Another consequence is the likelihood of making a mistake when copying or merging changes from one instance to the next. Don’t forget to copy/replace every instance of staging to prod! Don’t forget to change the maximum node count for the database cluster from 2 to 6! Ooops!

Implementation

The two main ways people implement snowflakes as code are folders and branches.

Environment folders and environment branches

Teams who use branches to maintain infrastructure code for each of their environments (as described below under Implementation) often do this because they are using GitOps. GitOps uses tools that apply code from git branches to the infrastructure, so encourages maintaining a separate branch for each environment.

It’s possible to use branches this way without them becoming snowflakes, as described below in Alternatives. But when your process for promoting code involves merging and tweaking code to maintain instance-specific differences, then you’ve got snowflakes as code.

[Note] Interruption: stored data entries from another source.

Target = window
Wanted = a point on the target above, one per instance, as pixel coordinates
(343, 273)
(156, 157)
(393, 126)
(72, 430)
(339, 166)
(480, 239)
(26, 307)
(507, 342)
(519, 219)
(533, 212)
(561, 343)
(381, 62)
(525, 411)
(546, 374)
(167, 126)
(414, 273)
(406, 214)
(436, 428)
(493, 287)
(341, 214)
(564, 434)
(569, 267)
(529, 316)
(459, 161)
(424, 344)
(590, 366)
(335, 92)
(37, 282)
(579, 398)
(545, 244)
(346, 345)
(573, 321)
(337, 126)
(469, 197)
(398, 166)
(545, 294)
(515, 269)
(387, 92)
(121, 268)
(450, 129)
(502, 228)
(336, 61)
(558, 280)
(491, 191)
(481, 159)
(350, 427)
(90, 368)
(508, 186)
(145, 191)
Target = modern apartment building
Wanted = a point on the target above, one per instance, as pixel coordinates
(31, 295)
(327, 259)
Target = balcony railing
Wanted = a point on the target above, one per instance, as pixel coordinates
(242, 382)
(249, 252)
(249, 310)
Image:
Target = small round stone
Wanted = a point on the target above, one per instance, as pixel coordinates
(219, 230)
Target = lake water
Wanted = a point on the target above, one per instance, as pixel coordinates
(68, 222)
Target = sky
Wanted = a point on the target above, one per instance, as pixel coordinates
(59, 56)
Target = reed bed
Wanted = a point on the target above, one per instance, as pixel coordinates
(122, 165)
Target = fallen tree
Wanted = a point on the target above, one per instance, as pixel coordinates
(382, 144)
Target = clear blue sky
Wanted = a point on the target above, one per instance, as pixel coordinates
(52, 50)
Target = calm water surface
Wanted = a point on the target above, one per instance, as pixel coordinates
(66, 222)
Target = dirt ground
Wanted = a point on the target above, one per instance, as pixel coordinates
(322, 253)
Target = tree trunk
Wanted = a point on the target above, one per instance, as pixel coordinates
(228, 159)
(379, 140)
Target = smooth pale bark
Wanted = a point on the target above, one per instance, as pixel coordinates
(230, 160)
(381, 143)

Other teams use a folder structure to maintain separate projects for each environment. They copy and edit code between projects to make changes across environments. Again, it’s the need to edit files when copying them to a new environment that signals this antipattern.

Alternatives

An alternative to snowflakes as code is to reuse a single instance of infrastructure code for multiple instances of the infrastructure.

You can maintain multiple versions of the code so that you can apply changes to different instances at different times, for example so you can have a pipeline to deliver changes to environments in a path to production.

But code for an existing version should never be edited. This is Continuous Delivery 101 - only make changes in the origin (for example, trunk), then copy the code, unmodified, from one environment to the next.

Using an automated process to promote infrastructure code from one instances to the next reduces the opportunity for manual errors. It also removes the opportunity to “tweak” code to maintain differences across environments, forcing better discipline.

If the need for a change is discovered in a downstream environment, the change is first made to the origin, then progressed to the downstream environment without modifications. This ensures that every code change has been put through all of the tests and approvals needed.

As mentioned earlier, there usually is a need for some variations between instances, such as resource sizing and names. These variations should be extracted into per-instance configuration values, and passed to the code when it is applied to the given instance. Chapter 7 of my book covers different patterns for doing this, including configuration files and configuration registries.

Separating infrastructure code and per-instance configuration

Many teams follow the common development pipeline pattern of having a build stage that bundles the infrastructure code into a versioned artifact, storing it in a repository, and using that to ensure consistency of code from one environment to the next. A simple implementation of this pattern can be implemented using tarballs and centralized storage like an S3 bucket.

Tools like Terraform support multiple instances of infrastructure with different versions of the same code using workspaces.